There is a woman standing on one of the balconies looking worried. She is dressed in a dressing gown. To her left there is a naked man climbing over the edge of the balcony holding onto his clothes. In his haste he has dropped his shoe. To the woman’s right there is a man who has just been dropped off by a car and is about to walk into the building. It appears that the woman is having an affair and is trying to avoid being caught. She is running a risk.

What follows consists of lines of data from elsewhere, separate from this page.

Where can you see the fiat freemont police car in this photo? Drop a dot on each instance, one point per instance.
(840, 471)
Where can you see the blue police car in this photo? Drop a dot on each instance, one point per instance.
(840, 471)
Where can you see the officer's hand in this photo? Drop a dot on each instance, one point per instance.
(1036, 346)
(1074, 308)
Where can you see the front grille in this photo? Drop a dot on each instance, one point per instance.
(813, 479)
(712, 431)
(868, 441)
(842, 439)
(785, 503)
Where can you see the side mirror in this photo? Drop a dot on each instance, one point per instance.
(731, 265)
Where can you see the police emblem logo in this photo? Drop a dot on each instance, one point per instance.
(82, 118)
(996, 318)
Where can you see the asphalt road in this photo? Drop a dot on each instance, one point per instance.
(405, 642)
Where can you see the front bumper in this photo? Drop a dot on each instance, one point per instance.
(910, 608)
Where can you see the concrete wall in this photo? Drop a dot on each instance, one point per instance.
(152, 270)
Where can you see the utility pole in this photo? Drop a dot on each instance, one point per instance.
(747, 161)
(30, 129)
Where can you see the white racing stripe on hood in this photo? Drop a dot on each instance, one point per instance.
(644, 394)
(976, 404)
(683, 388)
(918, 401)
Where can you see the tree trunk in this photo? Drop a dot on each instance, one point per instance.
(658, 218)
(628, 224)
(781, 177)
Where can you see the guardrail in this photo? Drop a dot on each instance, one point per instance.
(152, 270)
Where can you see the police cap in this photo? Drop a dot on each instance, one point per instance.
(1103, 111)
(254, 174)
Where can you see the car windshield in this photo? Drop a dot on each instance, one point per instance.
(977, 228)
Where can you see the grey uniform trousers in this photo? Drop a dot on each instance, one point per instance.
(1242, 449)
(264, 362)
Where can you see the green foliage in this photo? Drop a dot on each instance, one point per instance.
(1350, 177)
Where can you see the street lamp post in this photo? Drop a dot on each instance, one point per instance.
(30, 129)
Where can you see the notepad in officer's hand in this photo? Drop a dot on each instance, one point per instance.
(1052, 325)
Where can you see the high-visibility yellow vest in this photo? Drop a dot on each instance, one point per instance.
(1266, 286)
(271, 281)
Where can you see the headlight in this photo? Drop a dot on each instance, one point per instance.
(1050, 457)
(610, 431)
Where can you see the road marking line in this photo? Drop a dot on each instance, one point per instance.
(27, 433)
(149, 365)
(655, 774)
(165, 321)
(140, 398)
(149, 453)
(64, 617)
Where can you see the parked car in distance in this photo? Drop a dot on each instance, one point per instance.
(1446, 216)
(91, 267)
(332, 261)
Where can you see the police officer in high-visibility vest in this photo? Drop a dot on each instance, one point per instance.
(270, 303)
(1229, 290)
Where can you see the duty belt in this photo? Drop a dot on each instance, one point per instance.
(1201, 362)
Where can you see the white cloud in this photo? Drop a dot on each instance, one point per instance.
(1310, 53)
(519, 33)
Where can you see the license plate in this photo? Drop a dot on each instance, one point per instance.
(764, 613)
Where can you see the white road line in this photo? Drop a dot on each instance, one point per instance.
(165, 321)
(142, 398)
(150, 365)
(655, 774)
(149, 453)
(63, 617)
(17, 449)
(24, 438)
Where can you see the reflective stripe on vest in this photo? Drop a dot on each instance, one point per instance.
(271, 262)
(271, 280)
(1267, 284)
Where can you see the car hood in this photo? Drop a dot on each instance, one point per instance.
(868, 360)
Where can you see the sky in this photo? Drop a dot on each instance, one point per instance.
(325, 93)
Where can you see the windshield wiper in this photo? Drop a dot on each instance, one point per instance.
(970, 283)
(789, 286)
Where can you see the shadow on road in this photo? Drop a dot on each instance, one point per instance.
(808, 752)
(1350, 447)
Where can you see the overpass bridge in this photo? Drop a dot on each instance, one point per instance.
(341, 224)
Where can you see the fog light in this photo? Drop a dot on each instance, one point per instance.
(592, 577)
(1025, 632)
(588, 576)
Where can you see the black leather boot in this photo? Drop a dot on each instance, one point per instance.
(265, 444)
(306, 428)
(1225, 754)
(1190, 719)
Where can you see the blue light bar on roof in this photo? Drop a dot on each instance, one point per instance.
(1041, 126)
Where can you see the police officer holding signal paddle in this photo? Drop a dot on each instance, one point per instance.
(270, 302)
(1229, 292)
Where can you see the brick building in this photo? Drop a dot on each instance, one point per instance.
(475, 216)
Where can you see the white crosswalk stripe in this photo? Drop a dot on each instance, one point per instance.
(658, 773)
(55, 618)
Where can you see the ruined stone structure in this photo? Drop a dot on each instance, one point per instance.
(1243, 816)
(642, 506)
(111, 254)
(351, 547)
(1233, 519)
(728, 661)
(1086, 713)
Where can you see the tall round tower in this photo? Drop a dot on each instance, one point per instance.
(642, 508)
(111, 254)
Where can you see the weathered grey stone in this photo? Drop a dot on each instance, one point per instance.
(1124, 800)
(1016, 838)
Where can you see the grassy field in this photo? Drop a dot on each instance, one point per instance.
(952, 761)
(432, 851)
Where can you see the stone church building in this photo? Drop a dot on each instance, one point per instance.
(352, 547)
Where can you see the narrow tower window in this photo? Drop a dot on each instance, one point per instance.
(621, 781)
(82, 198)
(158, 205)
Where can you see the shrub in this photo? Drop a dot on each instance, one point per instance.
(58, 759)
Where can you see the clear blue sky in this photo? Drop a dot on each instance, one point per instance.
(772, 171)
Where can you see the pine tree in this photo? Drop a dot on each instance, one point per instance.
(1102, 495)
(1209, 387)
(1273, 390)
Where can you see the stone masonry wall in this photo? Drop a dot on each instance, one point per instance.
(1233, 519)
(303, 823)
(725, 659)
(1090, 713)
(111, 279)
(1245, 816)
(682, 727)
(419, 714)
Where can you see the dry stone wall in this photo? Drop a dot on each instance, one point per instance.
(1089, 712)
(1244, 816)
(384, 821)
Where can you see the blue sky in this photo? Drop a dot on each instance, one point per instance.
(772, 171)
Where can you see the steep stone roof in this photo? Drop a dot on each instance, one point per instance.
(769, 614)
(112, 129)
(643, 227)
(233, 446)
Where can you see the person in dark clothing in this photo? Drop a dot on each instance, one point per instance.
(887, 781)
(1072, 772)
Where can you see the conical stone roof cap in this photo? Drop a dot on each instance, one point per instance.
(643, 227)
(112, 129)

The text above is extremely helpful in explaining the meaning behind the piece. Without this explanation the viewer may have trouble realising exactly why the woman in this picture is acting in this, some might say, immoral and selfish way. The text explains that the woman has been driven to cheat on her husband because she is cut off from others. Perhaps she doesn’t know her neighbours. Neighbours and other residents are conspicuous in their absence; there is no one else in the image apart from the three of them. The car drops the man off in the darkness which shows that he finishes his day late and so is away from her for a long time. He may have chosen to socialise with others after work instead of coming home. Perhaps he isn’t happy either. Sitting at home all day with nothing to do and no one to talk to has driven her to look for attention outside of the man she lives with.
Urbanisation and industrialisation will, by their nature, change the way people live. China is going through massive changes. The woman may have been brought up in a culture where friends and family are continually in close proximity. It would be a big change to move into a modern apartment with strangers for neighbours. This may change the way she interprets her own identity. Before she knew and experienced herself through others. Now she has only herself. Moving away may feel like the emotional equivalent of having your arm amputated. Danwen is showing that there are downsides to development. Modern apartments look great but relocating people means the destruction of the culture that was there before.
My experience of the piece
I thought this was an example of tilt shift photography although I later found out that is incorrect. Tilt shift photography is when a picture is taken of a real scene, not a model and is then made to look like a model. I think the thing that confused me was that the figures in the picture looked very realistic and I wasn’t sure if they had been super imposed or not. After reading the text above which explains how the picture was made I now understand that the building is a model and the figures are images of real people who have been super imposed onto the image. Without the text to help me I am not sure I would have understood the entire meaning behind the piece.